Assisting the secretary-manager in his administrative duties is the administrative sub-committee, which is composed of not less than three, nor more than five of the National Executive Council. The sub-committee meets as required and at the discretion of the chairman to interpret or clarify any particular points of Council policy, to make decisions on administrative matters and to transact items of business which are outside the terms of reference of the Secretary-Manager.
The Group Executive Council
At the intermediate level in the administrative structure of the Association is the Group Executive Council, responsible for the direction of Association affairs in a defined area. Six groups are established, i.e., the Maritime, Quebec, Ontario, Manitoba-North-west Ontario, Saskatchewan, and Alberta Groups. When for a time Wings which had formed a British Columbia Group became dormant the Group organization was disbanded. The resurgence however of active Wings in Vancouver and Victoria anticipates future reestablishment of this Group.
Each Group Executive Council consists of the President, Vice-President, Honorary Treasurer, National Executive Council member or members for the Group, and such other officers and members as may be determined at a regular or special group meeting.

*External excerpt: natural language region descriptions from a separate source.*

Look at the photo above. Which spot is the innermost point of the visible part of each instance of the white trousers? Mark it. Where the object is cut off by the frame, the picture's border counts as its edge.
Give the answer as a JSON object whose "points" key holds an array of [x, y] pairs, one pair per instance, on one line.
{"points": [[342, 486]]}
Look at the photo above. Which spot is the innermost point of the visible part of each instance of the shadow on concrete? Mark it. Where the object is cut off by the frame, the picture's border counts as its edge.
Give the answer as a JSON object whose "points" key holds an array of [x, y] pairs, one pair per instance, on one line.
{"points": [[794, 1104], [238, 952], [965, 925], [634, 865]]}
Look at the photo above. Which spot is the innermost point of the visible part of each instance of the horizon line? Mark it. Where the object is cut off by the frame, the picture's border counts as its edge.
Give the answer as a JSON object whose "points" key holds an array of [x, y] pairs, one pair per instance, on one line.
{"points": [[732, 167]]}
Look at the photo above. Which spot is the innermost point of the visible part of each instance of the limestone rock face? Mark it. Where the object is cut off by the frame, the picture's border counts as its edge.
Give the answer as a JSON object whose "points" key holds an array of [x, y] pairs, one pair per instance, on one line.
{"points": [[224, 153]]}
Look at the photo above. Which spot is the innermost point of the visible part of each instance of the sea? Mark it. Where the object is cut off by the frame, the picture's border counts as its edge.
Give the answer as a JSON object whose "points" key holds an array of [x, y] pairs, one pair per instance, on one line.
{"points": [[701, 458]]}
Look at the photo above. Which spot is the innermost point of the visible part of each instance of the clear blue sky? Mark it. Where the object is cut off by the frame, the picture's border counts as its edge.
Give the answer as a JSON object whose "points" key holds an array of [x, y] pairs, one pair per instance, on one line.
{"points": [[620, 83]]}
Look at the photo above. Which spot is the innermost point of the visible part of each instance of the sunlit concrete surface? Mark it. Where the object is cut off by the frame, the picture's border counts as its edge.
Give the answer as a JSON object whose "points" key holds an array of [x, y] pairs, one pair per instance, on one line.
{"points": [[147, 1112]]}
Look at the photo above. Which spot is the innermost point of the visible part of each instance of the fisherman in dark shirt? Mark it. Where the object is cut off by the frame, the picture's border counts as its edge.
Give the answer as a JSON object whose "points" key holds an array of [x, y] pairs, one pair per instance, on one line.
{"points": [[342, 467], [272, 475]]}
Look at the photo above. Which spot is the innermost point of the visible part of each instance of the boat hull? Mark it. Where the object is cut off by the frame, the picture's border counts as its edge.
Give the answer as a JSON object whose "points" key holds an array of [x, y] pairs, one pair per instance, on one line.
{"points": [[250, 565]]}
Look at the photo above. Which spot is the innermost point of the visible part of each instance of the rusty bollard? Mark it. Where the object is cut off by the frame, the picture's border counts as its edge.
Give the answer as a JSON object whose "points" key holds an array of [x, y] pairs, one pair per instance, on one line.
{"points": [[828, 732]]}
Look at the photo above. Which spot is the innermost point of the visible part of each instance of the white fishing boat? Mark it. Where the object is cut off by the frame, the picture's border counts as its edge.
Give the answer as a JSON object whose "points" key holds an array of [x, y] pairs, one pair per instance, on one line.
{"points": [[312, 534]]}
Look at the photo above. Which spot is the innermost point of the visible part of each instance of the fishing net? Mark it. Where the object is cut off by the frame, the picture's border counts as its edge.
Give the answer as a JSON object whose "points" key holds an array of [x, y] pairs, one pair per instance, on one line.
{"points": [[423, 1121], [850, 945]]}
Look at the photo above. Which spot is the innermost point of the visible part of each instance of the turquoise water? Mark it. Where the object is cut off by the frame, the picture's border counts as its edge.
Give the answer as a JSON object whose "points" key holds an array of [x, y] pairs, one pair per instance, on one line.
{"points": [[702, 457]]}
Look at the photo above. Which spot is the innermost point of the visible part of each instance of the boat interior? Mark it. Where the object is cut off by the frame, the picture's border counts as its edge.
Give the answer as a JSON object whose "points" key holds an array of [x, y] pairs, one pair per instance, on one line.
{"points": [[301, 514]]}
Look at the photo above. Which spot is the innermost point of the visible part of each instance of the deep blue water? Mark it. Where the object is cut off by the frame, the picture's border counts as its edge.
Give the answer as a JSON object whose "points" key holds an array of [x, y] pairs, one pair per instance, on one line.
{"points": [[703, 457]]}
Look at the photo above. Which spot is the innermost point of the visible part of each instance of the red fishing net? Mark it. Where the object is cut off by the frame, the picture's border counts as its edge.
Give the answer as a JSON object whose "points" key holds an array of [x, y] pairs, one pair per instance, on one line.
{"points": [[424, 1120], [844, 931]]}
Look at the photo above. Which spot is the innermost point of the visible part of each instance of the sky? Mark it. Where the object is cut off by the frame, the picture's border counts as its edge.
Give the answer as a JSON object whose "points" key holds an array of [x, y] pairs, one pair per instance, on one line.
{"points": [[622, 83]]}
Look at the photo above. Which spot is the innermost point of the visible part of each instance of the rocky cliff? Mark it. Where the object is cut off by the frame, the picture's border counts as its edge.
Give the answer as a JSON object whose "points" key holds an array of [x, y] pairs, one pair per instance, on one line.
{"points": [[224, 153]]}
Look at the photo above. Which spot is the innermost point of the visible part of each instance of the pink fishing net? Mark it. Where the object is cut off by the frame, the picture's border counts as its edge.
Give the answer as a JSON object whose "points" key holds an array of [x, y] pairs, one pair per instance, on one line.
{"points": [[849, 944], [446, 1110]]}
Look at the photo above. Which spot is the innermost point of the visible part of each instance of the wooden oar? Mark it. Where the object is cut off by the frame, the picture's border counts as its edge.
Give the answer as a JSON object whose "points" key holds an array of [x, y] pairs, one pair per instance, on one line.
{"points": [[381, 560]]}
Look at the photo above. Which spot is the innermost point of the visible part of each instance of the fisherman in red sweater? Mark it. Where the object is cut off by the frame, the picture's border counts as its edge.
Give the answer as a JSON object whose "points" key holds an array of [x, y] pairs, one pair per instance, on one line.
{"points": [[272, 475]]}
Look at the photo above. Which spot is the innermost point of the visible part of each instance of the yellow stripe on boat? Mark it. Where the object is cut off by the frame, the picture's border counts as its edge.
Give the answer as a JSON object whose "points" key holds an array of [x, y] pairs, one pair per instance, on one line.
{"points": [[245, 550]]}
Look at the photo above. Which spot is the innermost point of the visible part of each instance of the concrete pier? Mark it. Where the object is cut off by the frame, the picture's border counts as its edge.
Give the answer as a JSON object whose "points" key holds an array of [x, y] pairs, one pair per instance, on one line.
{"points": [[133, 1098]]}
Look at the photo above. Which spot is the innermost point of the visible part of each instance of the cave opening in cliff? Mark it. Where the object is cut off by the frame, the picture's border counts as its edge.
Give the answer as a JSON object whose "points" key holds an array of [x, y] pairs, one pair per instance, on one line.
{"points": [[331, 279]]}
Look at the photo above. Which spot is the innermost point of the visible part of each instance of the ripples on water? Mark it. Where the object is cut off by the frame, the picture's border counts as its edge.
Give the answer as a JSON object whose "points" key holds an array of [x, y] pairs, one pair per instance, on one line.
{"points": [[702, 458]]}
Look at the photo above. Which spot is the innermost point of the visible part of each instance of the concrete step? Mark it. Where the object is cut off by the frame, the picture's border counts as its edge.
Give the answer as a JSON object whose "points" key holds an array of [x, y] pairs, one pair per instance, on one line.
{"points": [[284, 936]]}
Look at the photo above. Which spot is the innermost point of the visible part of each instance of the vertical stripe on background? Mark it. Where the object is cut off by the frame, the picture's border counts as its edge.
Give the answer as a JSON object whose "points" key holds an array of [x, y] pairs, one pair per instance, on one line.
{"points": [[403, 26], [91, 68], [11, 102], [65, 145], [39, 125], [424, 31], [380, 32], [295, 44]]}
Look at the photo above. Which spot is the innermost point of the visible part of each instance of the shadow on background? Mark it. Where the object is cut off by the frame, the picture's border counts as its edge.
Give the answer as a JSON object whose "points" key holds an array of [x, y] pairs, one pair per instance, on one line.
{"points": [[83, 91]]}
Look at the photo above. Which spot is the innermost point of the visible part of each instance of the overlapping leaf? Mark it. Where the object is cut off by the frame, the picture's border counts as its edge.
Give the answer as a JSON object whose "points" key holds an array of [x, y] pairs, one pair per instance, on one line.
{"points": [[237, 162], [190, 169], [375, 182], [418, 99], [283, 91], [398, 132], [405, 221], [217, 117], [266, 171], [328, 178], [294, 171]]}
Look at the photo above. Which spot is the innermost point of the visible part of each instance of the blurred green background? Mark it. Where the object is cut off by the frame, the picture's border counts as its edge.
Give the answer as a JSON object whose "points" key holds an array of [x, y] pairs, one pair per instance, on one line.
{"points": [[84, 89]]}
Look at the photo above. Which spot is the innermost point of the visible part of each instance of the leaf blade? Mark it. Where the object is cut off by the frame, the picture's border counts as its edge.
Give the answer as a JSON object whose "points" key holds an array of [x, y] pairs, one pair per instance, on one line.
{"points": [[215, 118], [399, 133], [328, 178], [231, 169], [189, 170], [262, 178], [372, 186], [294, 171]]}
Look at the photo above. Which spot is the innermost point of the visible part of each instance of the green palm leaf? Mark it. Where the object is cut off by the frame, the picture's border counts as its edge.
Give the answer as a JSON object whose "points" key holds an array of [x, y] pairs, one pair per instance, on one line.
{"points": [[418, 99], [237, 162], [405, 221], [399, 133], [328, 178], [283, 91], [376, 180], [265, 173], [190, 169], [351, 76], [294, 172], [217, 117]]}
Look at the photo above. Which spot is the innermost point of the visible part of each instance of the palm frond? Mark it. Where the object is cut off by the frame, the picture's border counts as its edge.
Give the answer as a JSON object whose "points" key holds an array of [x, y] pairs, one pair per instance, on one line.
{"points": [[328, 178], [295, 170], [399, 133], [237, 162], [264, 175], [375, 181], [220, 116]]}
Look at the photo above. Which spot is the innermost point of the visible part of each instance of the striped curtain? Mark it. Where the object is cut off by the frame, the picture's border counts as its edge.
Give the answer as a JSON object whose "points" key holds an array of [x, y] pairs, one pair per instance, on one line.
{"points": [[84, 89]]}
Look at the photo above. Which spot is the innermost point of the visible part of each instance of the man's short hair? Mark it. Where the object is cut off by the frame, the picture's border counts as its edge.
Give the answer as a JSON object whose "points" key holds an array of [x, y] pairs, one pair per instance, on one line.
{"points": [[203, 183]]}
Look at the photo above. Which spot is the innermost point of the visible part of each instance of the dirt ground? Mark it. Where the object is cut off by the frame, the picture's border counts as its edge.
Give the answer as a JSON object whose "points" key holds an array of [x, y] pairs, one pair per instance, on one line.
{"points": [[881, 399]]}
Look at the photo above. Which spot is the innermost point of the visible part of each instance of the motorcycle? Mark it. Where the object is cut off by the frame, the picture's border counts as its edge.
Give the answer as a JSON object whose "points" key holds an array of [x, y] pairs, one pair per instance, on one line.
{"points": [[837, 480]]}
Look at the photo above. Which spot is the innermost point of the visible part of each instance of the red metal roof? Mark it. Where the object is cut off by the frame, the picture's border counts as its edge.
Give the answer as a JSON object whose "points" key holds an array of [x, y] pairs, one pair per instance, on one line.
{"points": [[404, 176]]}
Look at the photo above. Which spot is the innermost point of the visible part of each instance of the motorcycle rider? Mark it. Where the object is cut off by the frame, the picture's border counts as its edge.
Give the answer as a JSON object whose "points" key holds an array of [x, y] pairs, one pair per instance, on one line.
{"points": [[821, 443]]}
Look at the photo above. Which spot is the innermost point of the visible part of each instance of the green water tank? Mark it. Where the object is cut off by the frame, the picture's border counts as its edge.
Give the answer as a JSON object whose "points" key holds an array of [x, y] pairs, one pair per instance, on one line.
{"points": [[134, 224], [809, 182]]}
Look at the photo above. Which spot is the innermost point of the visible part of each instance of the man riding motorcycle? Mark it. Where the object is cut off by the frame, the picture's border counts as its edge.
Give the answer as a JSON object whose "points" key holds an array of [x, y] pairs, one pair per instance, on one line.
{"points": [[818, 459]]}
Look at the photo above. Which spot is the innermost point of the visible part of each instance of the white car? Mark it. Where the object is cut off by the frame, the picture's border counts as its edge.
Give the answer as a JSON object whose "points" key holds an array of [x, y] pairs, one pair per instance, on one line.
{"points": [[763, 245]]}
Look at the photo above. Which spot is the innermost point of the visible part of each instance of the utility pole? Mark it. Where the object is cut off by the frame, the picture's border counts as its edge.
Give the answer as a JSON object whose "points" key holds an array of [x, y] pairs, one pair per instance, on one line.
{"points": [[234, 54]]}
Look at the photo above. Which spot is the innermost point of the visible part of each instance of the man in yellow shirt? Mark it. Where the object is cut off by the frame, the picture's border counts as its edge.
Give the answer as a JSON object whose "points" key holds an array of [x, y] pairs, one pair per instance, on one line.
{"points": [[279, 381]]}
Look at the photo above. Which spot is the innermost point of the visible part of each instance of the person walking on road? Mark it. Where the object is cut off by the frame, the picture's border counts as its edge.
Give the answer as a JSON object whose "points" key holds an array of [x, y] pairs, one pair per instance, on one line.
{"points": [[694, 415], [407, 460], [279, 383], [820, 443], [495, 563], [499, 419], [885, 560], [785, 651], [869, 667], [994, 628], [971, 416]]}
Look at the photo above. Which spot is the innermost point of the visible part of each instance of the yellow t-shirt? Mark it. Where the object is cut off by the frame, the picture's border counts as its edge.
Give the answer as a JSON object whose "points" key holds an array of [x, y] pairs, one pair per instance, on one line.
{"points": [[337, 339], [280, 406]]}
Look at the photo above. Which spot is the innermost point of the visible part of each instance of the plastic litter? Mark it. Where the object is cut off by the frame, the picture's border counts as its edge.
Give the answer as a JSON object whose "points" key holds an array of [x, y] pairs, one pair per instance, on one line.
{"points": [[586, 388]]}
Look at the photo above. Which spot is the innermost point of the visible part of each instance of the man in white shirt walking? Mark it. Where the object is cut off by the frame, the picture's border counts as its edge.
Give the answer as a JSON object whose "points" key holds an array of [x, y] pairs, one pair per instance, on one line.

A Group Executive Council, within its region, is both an extension of the National Executive Council in that it is committed to the national policy, and the executive branch of the association in its area whose purpose is to carry out the objects of the Association. A regional council may initiate, for the benefit of the wings under its jurisdiction, policies and programs separate from but complementary to the national program.
The function of the Group Executive Council is to coordinate and encourage the efforts of the Wings of the Association in its region, to originate and direct a suitable program for the advancement of Association aims and to carry out the policy directions issued by the National Executive Council.
The broad base of the RCAF Association structure is the Wing level. While it is appreciated that the local organization is directed by Association policies established by the members‟ representatives at both the regional and national levels, it must not be forgotten that in addition to this Wing executives may originate programs and projects to meet the specific needs of the membership and the community in which the Wing is located.
Each Wing Executive Council carries out on a smaller scale the same type of policy making and programming as a group or national council. Its area of responsibility is local and in this area it is faced with a wide range of possibilities. Projects and activities commenced at the local level for the benefit or enjoyment of local members, or as a service to the community, may be suitable for adoption by the association on a regional and eventually a national basis.
Thus the Wing executive in its direction of local Association affairs is in a position to add great strength to the Association as a national organization. Wing members are anxious to demonstrate that the qualities on which their fine record of service was based are the same qualities on which good citizenship is based. It is the function of the Wing executive to provide the means whereby these qualities may be exercised in effective demonstration to the community that former air force personnel are capable and responsible citizens, proud of their service accomplishments, and proud to participate in community advancement.